The symbolism of the upward-pointing triangle symbolizes rising energy. The element is sometimes represented by a sword or knife; when paired with the chalice of water, it is referred to as the blade.
In Paracelsian alchemical tradition, the elemental spirits of fire are salamanders.
The fire symbol is derived from the medieval magical Seal of Solomon.
Zodiac signs ruled by the element of fire are: Aries, Leo, and Sagittarius.
|Fire triangle, Tibetan painting
The Catholic Papal Cross is the emblem of the authority of the Pope, head of the Roman Catholic Church. The three bars are usually thought to represent the trinity: God the Father, Jesus the Son and the Holy Spirit.
The Papal cross is often confused with the three armed Cross Lorraine, usually by conspiracy theorists who also confuse the Lorraine Cross with occultist Aleister Crowley’s “Baphomet cross,” a personal esoteric interpretation of the Jerusalem cross.
You can read more about the Cross Lorraine and its history here.
The triskele, or triple spiral, a symbol closely related to the triquetra, is a tripartite symbol composed of three interlocked spirals.
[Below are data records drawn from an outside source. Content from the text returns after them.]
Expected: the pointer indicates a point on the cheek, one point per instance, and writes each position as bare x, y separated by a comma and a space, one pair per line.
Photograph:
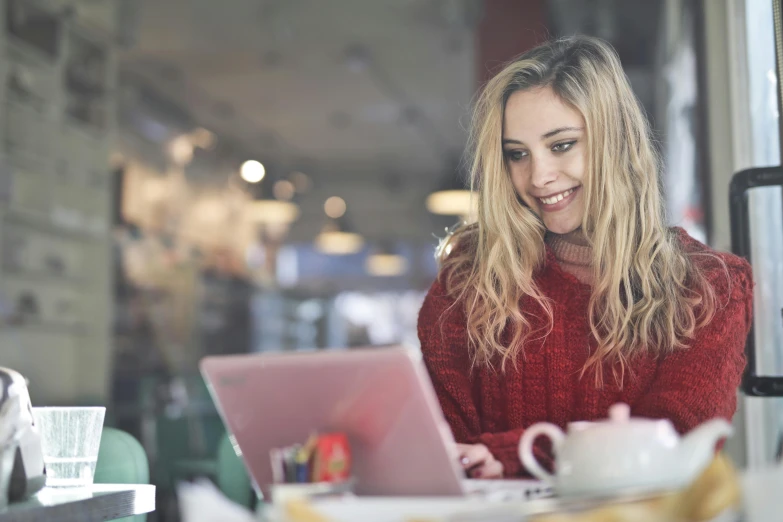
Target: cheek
519, 179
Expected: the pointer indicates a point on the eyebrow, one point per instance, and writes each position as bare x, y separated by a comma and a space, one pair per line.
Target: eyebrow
548, 135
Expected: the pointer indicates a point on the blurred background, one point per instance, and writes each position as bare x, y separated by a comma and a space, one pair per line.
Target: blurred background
189, 177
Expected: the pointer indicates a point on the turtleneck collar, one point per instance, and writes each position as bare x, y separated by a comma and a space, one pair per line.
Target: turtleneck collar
573, 253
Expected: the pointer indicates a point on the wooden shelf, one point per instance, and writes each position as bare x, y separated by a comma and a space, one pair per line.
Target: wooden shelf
46, 327
43, 276
45, 225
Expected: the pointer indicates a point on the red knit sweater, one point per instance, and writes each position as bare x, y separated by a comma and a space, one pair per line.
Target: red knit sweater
490, 407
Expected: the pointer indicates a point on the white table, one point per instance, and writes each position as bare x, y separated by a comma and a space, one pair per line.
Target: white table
97, 503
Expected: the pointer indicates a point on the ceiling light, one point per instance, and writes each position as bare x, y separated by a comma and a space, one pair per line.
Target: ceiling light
453, 203
386, 265
334, 207
300, 180
385, 262
284, 190
273, 212
181, 150
336, 238
252, 171
452, 198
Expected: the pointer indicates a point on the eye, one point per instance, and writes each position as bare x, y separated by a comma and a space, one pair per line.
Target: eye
515, 155
563, 147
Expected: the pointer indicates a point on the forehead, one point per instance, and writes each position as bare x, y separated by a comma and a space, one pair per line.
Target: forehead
531, 113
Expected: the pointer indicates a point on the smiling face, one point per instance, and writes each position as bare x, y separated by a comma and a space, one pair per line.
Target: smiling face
544, 145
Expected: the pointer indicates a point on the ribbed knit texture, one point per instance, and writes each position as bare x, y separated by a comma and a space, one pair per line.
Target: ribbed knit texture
487, 406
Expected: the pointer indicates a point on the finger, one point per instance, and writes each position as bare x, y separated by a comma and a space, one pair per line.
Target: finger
474, 455
490, 469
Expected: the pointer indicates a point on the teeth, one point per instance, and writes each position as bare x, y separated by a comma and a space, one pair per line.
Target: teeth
557, 197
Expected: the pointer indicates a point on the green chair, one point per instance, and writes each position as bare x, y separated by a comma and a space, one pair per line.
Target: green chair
232, 478
121, 460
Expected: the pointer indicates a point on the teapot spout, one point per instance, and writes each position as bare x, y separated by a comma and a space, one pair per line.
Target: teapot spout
697, 448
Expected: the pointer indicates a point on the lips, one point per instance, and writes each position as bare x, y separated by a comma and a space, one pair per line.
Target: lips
556, 198
559, 201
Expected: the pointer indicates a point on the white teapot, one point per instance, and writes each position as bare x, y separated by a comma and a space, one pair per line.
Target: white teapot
622, 454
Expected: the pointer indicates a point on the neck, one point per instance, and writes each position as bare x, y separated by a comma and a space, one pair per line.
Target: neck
573, 253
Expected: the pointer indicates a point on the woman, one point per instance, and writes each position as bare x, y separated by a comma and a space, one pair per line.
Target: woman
570, 293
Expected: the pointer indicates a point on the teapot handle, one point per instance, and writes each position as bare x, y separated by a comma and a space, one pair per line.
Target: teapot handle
526, 449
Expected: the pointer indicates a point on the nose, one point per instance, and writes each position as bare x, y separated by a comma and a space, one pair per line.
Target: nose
543, 172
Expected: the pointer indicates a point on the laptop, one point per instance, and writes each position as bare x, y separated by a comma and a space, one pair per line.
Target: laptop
381, 398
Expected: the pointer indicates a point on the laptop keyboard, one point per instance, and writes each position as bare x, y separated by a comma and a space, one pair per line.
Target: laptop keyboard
507, 490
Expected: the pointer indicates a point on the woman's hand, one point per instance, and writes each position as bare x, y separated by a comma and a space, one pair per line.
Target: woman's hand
478, 462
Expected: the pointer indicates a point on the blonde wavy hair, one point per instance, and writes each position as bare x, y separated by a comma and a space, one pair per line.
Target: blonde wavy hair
647, 295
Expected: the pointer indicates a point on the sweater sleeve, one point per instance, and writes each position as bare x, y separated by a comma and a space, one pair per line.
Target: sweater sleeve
444, 346
700, 382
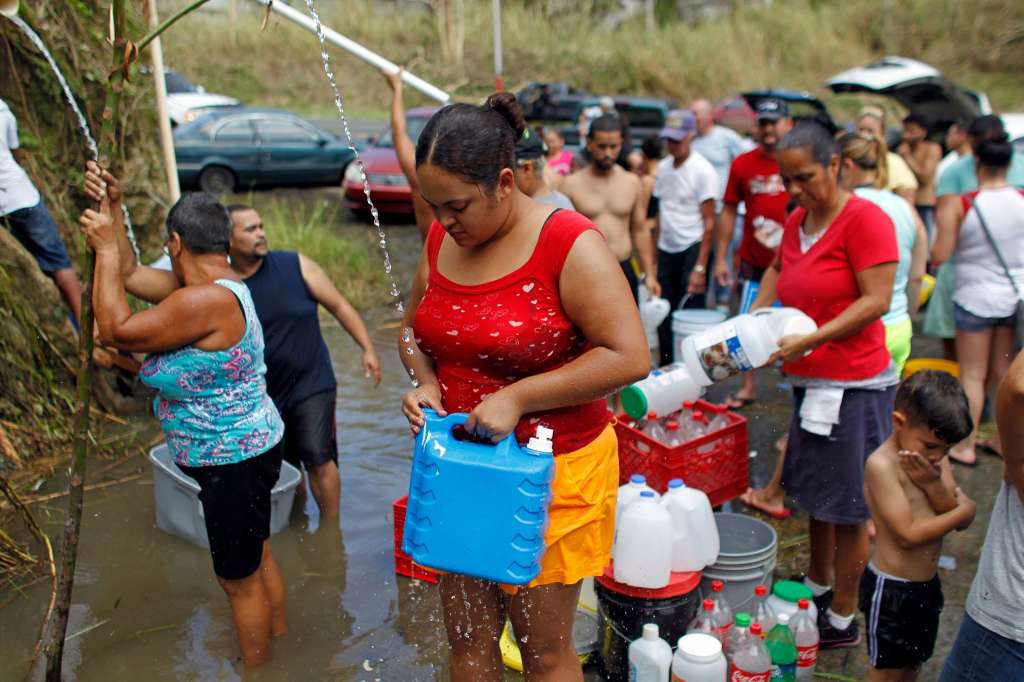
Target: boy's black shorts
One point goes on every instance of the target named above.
(902, 619)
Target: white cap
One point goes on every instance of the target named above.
(541, 442)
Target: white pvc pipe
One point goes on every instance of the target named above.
(356, 49)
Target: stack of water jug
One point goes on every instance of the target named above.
(776, 640)
(656, 536)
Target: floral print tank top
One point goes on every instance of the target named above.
(213, 405)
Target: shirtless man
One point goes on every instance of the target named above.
(612, 198)
(923, 156)
(914, 503)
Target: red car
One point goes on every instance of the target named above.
(388, 186)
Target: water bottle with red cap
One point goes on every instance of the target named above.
(805, 630)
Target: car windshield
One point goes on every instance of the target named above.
(414, 126)
(177, 83)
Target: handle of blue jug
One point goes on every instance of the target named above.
(433, 424)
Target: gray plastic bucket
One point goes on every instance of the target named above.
(179, 511)
(745, 558)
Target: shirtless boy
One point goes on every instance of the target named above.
(914, 503)
(612, 199)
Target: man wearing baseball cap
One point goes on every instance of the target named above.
(685, 186)
(754, 180)
(529, 153)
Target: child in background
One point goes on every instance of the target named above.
(914, 503)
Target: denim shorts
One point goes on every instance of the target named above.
(35, 228)
(968, 322)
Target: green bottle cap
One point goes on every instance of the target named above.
(634, 402)
(792, 591)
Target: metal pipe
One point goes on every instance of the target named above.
(356, 49)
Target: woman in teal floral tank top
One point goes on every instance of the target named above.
(205, 358)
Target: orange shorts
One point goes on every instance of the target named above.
(582, 515)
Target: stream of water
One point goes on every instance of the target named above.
(83, 124)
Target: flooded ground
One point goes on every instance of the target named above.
(146, 605)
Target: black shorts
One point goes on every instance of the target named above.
(310, 431)
(236, 502)
(901, 617)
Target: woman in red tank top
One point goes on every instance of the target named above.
(519, 315)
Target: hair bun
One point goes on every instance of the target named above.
(506, 105)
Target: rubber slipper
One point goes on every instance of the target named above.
(774, 513)
(733, 402)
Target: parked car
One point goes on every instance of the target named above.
(186, 101)
(247, 146)
(388, 186)
(915, 85)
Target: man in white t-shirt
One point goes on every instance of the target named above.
(23, 212)
(686, 188)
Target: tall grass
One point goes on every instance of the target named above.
(787, 43)
(318, 229)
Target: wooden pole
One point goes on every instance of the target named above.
(163, 119)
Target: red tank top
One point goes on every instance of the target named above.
(484, 337)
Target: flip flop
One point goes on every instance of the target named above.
(774, 513)
(733, 402)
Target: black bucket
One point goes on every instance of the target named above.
(621, 620)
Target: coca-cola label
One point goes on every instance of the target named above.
(807, 656)
(736, 675)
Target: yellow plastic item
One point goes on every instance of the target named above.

The triple spiral is an ancient Celtic symbol related to the sun, afterlife and reincarnation. The example above comes from the Neolithic “tomb” at Newgrange, where it is supposed by some to be a symbol of pregnancy (the sun describes a spiral in its movements every three months; a triple spiral represents nine months), an idea reinforced by the womb like nature of the structure. The symbol also suggests reincarnation- it is drawn in one continuous line, suggesting a continuous movement of time.
Triskeles are one of the most common elements of Celtic art; they are found in a variety of styles in both ancient and modern Celtic art, especially in relation to depictions of the Mother Goddess. They also evoke the Celtic concept of the domains of material existence- earth, water, and sky, and their interrelations.